Fellow, History, Cooper Union
Atina Grossmann teaches Modern German and European History, and Gender Studies. A graduate of the City College of New York (BA) and Rutgers University (Ph.D), she has held fellowships from the National Endowment for the Humanities, German Marshall Fund, American Council of Learned Societies, the Institute for Advanced Study in Princeton, and the American Academy in Berlin.
Fellow, Sociology, University of Paris 8 Vincennes-Saint-Denis
Nacira Guénif-Souilamas is Professor, University of Paris 8 Vincennes-Saint-Denis, Education Sciences Department.
She was formerly Associate Professor at the University of Paris Nord/13 and Co-Director of EXPERICE Research Center.
Guénif-Souilamas holds a Phd in Sociology from l’École des Hautes Études en Sciences Sociales in Paris and a HDR of Sciences Po Paris.
Fellow, Sociology, Middle East Technical University
Asena Günal is an expert on history, feminism and culture and the program coordinator of Depo, a culture and arts center in Tophane, Istanbul. Depo is a space for critical debate and cultural exchange in the city center of Istanbul and the first initiative in Turkey to focus on regional collaborations among Turkey and countries in the Caucasus, the Middle East and the Balkans
Günal obtained her undergraduate degree in International Relations and her M.A. in Sociology from the Middle East Technical University, and her PhD in the History of Modern Turkey program in the Atatürk Institute, Boğaziçi University. She previously worked as an editor in İletişim Publishing House between 1998 and 2005. She is editorial secretary of the journal Toplum ve Bilim.
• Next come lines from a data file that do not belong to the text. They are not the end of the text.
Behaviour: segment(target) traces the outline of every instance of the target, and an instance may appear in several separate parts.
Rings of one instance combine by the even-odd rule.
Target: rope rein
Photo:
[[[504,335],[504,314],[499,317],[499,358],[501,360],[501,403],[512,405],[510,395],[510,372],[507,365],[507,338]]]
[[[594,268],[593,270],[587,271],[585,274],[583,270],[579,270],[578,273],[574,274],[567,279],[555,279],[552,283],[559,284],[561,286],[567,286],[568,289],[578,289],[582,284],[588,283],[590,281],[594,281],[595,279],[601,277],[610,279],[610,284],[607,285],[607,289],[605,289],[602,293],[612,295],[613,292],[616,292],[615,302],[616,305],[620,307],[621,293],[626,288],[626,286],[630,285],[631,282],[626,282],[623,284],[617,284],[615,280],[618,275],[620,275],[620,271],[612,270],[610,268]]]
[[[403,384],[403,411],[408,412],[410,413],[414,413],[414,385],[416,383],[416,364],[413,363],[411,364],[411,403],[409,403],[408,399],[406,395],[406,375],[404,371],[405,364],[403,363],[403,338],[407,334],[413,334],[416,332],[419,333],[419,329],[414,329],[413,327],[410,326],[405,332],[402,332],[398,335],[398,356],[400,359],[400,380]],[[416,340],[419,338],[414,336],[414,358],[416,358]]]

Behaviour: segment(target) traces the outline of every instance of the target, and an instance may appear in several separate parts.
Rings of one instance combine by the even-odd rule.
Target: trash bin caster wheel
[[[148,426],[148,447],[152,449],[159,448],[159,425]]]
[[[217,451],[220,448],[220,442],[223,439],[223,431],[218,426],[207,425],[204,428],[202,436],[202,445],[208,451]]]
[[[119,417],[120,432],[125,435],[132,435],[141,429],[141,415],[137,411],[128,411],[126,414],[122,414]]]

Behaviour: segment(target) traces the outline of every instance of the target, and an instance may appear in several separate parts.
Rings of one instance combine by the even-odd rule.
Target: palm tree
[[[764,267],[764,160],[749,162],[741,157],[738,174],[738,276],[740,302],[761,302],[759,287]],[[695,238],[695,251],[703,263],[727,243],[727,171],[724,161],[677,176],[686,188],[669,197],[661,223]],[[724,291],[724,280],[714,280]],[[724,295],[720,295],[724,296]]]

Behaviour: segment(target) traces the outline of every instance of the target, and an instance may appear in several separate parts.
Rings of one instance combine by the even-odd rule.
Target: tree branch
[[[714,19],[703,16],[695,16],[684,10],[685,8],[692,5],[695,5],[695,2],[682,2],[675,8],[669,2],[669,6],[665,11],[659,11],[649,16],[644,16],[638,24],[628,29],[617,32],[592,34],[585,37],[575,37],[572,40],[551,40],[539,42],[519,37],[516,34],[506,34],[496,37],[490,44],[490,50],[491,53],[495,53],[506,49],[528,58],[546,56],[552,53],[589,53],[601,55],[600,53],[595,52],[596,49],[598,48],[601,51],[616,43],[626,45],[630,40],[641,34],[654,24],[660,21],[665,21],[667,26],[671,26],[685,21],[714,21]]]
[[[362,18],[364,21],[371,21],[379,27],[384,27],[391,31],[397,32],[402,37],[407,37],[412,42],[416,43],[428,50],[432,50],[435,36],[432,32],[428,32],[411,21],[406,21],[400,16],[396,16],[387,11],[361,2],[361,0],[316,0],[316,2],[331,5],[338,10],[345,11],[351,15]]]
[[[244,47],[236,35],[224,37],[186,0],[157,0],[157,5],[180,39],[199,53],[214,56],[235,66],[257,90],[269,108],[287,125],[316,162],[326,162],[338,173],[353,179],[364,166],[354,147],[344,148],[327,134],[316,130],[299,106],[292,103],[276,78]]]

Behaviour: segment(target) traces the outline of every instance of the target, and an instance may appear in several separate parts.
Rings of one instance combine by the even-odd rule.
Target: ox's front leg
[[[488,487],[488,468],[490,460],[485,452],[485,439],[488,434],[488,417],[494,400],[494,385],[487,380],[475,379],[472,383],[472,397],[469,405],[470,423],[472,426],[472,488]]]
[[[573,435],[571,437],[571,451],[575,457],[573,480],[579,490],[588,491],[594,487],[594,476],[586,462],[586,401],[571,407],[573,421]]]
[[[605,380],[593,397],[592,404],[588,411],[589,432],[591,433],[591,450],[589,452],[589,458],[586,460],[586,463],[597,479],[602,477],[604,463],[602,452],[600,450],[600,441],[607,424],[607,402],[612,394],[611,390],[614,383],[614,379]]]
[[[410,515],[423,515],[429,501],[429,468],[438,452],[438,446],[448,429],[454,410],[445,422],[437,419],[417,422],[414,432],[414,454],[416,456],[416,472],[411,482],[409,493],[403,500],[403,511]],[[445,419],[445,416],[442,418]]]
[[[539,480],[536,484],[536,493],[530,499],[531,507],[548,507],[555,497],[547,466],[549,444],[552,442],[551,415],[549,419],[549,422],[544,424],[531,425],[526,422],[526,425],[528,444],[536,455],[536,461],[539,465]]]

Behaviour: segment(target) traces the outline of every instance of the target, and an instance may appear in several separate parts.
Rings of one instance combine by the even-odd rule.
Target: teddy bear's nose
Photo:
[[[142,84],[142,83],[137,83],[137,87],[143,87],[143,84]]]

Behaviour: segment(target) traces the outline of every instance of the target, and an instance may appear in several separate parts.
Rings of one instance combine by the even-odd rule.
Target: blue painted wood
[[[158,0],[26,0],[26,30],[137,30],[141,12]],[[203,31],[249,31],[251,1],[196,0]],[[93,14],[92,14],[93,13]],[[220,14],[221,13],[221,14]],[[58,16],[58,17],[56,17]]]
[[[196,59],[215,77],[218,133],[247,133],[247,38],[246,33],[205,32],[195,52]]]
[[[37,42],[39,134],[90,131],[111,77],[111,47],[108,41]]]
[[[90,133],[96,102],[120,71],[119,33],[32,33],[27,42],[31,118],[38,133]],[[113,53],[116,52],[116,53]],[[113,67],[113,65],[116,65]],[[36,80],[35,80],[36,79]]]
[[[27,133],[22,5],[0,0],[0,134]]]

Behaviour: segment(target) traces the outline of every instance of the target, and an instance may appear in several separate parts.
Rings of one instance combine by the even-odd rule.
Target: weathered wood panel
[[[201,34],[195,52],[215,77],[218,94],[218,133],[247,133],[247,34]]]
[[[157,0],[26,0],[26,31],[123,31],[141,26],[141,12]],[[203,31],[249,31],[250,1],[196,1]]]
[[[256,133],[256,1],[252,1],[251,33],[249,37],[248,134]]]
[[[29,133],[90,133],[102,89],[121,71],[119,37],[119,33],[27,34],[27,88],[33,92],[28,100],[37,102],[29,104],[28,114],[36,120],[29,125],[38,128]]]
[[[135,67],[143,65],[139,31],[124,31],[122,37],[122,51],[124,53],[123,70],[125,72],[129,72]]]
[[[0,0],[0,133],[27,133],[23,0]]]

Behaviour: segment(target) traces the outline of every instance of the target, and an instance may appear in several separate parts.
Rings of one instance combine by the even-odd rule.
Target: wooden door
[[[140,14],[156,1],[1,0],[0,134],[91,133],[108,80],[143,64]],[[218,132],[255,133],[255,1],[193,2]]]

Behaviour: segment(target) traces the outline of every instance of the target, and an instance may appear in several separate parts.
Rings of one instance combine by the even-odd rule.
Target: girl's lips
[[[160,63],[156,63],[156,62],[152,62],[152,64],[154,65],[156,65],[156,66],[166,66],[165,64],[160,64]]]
Fellow, Comparative Family Law and Islamic Law, Boston University School of Law
Dr. Havva G. Guney-Ruebenacker is a visiting post-doc researcher at Harvard Law School. Her dissertation is titled “An Islamic Legal Realist Critique of the Traditional Theory of Slavery, Marriage and Divorce in Islamic Law” and it focuses on traditional Islamic law and modern Islamic legal reforms in the area of slavery and family law with a comparative examination of modernization of American family law in the area of no-fault divorce and its economic consequences.
Fellow, South Asian Studies, Columbia University
Joymala Hajra divides her time between the Religion and the Global Framing of Gender Violence Project, where she is the Program Coordinator and The Institute for Religion, Culture, and Public Life, where she is the Manager of Design and Communication.
Fellow, Royall Professor of Law, Harvard Law School
Janet Halley is the Royall Professor of Law at Harvard Law School. She has a Ph.D. in English Literature from UCLA and a J.D. from Yale Law School. She has taught at Tel Aviv Buckmann School of Law and in the Law Department of the American University in Cairo. She is the author of Split Decisions: How and Why to Take a Break from Feminism (Princeton 2006), and Don’t: A Reader’s Guide to the Military’s Anti-Gay Policy (Duke 1999). With Wendy Brown, she coedited Left Legalism/Left Critique (Duke 2002), and with Andrew Parker she coedited After Sex?